Mahkemenin hükme esas aldığı 18.06.2015 tarihli bilirkişi heyeti raporu incelendiğinde; kaza anında aşırı derecede alkollü olan ve aracını orta refüje düşürdüğü için yardım almak amacıyla yolun karşısına geçmeye çalışan davacı yayanın, ilk geçiş hakkını araçlara vermemesi ve yola kontrolsüz girmesi nedeniyle tam kusurlu olduğu; davalıya sigortalı araç sürücüsünün ise, gidiş istikametine göre sol taraftan yola giren davacıya aracının sol kesimiyle çarptığı olayda hatalı davranışının olmadığı ve kazada kusursuz olduğu şeklinde görüş bildirildiği görülmektedir. Anılan rapordaki kusur tespiti, olaya ilişkin kaza tespit tutanağı ile de uyumludur.
Davacı taraf, aksi sabit oluncaya kadar geçerli resmi belge niteliğinde ve her zaman aksinin ispatı mümkün olan kaza tespit tutanağındaki saptamaların hatalı olduğu ve ağır yaralanan davacının beyanı alınmadan düzenlendiğini iddia ederek tutanağın aksini ispat için keşif deliline de dayanmıştır.
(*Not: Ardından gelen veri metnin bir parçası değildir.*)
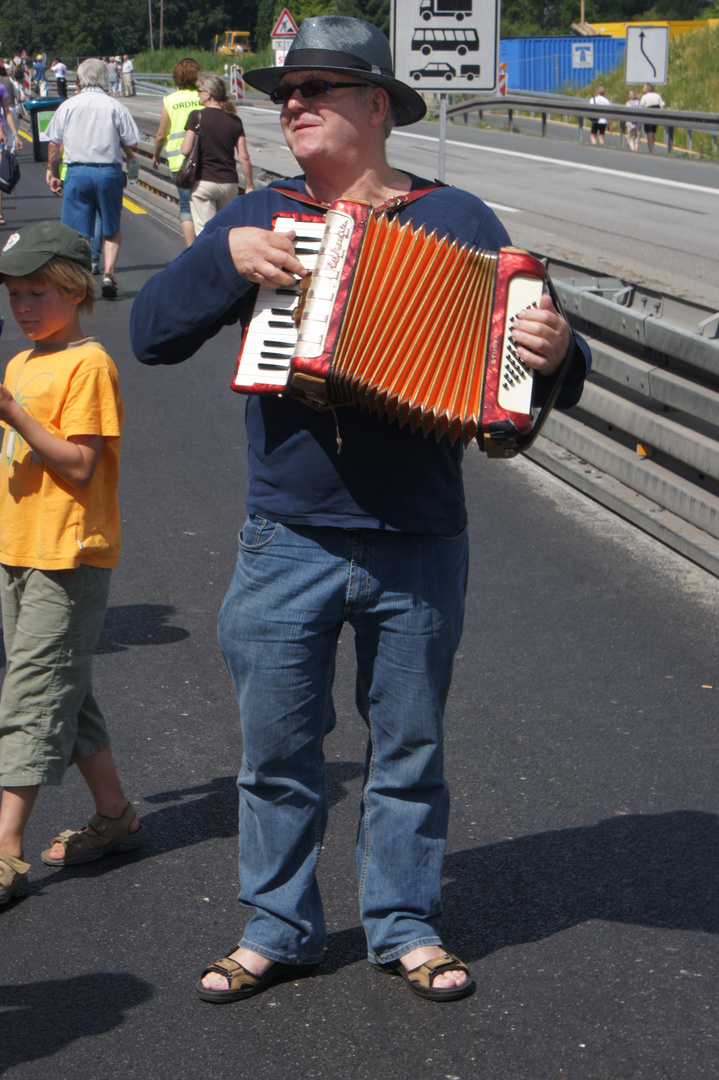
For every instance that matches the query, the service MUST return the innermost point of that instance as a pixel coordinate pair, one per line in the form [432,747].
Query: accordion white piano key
[515,380]
[269,342]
Kaza tespit tutanağı incelendiğinde ise; davaya konu edilen kazanın meydana geldiği yerin, yerleşim yeri içinde- aydınlatmanın olmadığı- görüş açık düz yol olduğu ve kazanın gece saat 00:00’da meydana geldiği; davalıya sigortalı aracın, iki şeritli yolun gidişine göre sağ şeridi üzerinde ve yola solundan giren davacıya sol kesimleri ile çarptığı; aracın çarpma noktasından 30 metre sonra durabildiği tespitlerinin yapıldığı görülmektedir. Ayrıca, davalıya sigortalı araç sürücüsü ile araçta bulunan yolcu, ceza soruşturmasında alınan ifadelerinde, araçlarının hızının 70 km. civarında olduğunu beyan etmiştir. Kaza mahallinin özellikleri, kazanın saati, sigortalı araç sürücüsünün hızı, iki şeritli yolun ilk şeridini geçen davacının sağ şerit üzerinde çarpmaya maruz kalması gibi hususlar dikkate alındığında; hükme esas alınan bilirkişi heyeti raporundaki kusur tespitinin somut olayın özelliklerine uygun olmadığı anlaşılmaktadır.
Bu durumda mahkemece; gerektiğinde mahallinde keşif de yapılmak suretiyle kaza mahallinin ve kazanın oluş şeklinin netleştirilmesinden sonra; İTÜ ya da Karayolları Genel Müdürlüğü Fen Heyeti gibi kuruluşların konusunda uzman bilirkişi heyetinden, tüm dosya kapsamına göre, yukarıda anılan ve kusura etki eden hususları detaylı biçimde irdeleyen, oluşa uygun biçimde kazadaki taraf kusur durumlarını belirleyen ayrıntılı, gerekçeli, denetime elverişli bir rapor alınarak sonucuna göre karar verilmesi gerekirken, yeterli incelemeye dayanmayan bilirkişi raporuna göre eksik incelemeyle karar verilmesi bozmayı gerektirmiştir.
SONUÇ : Yukarıda açıklanan nedenlerle, davacı vekilinin temyiz itirazlarının kabulü ile hükmün BOZULMASINA; peşin alınan harcın istek halinde temyiz eden davacıya geri verilmesine 30/10/2018 gününde oybirliğiyle karar verildi.